This project was a Master's Research Project for the MScBMC program that won a 2019 Research Grant from the Vesalius Trust.
Context & Visual Problem
Glucose metabolism—the cellular processes that convert glucose into usable energy—involves several complex pathways. While lectures and readings appropriately cover the enzymatic reactions, associated molecular players, and regulation points, their inherently passive and linear nature fails to effectively convey the dynamic, inter-pathway relationships central to metabolism.

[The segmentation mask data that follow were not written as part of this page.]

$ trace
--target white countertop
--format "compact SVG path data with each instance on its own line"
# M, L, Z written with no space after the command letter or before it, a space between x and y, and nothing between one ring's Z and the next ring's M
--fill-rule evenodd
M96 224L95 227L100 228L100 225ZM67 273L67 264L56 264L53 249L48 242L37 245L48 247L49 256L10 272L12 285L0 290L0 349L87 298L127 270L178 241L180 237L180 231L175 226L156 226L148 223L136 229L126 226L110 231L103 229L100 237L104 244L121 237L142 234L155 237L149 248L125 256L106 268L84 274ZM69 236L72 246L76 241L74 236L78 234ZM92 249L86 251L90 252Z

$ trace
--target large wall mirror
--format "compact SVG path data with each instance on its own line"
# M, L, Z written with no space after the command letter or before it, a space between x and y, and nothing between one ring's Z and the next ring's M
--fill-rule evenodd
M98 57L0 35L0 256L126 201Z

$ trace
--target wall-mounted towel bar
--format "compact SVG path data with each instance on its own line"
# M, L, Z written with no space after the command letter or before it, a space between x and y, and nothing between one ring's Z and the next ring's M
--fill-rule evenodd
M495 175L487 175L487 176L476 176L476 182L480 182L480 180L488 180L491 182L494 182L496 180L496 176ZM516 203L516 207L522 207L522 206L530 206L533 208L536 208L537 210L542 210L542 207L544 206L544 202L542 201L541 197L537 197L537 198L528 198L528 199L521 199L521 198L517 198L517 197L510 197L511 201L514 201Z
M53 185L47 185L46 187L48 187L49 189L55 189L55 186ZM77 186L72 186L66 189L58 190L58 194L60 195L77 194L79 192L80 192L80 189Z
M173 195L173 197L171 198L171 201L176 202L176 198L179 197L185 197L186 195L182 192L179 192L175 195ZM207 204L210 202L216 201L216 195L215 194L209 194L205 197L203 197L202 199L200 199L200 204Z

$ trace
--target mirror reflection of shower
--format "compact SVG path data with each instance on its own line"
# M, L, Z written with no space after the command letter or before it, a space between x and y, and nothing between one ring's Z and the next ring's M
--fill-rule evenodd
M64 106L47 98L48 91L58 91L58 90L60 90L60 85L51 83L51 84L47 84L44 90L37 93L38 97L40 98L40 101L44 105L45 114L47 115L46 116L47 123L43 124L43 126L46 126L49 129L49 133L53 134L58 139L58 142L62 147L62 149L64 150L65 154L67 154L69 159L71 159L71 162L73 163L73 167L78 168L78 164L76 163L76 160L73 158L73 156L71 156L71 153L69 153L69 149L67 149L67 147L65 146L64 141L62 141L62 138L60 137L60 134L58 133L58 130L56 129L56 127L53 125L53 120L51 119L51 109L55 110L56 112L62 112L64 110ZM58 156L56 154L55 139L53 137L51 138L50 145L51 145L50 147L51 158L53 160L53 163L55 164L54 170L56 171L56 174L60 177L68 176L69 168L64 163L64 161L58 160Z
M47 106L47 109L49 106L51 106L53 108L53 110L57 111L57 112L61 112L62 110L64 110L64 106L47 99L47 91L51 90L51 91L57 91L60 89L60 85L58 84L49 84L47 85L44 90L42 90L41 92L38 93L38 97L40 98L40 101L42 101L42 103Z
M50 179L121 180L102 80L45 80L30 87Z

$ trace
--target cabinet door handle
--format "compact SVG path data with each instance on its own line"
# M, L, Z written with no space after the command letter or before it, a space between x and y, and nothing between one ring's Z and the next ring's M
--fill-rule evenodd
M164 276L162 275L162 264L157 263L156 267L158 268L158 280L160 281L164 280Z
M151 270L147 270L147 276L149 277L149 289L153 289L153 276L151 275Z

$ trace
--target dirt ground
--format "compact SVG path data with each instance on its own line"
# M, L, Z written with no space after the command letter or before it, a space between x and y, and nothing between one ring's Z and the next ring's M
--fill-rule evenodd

Subsequently, students memorize the pathway steps rather than develop an integrated understanding of the metabolic system as a whole, leading to difficulties in inferring the downstream effects of pathway activity and/or mutations—a critical skill for clinical applications and other domains of biology. There is currently a lack of existing active learning resources which may better facilitate a conceptual of this biochemistry topic.
Serious Games a Solution
Digital game-based learning (DGBL) is one active approach shown to facilitate learning—providing learners with an engaging environment that facilitates productive negativity (encouraging learners to identify and address gaps in knowledge); this aspect is conducive to promoting conceptual understanding. However, the effectiveness of serious games and productive negativity has yet to be studied within the context of biochemistry.
Date of Completion
The Aim Develop robust design documentation and assets for a 2D computer game called Sugar Scramble that:
emphasizes the inter-pathway relationships of glucose metabolism
can be used to statistically/quantitatively investigate the effectiveness of productive negativity on learning in a future study.
The Means Employ an extended version of the Activity Theory Model for Serious Games (ATMSG; Caravalho et al., 2015; Callaghan, McShane, & Eguiluz, 2018) such that the game is both conceptually integrated as well as involves a quantitative component (i.e. makes in-game failure recordable) Audience Sugar Scramble will be primarily designed for undergraduate students. Future studies will employ this tool with students in the BCH210H class at the University of Toronto.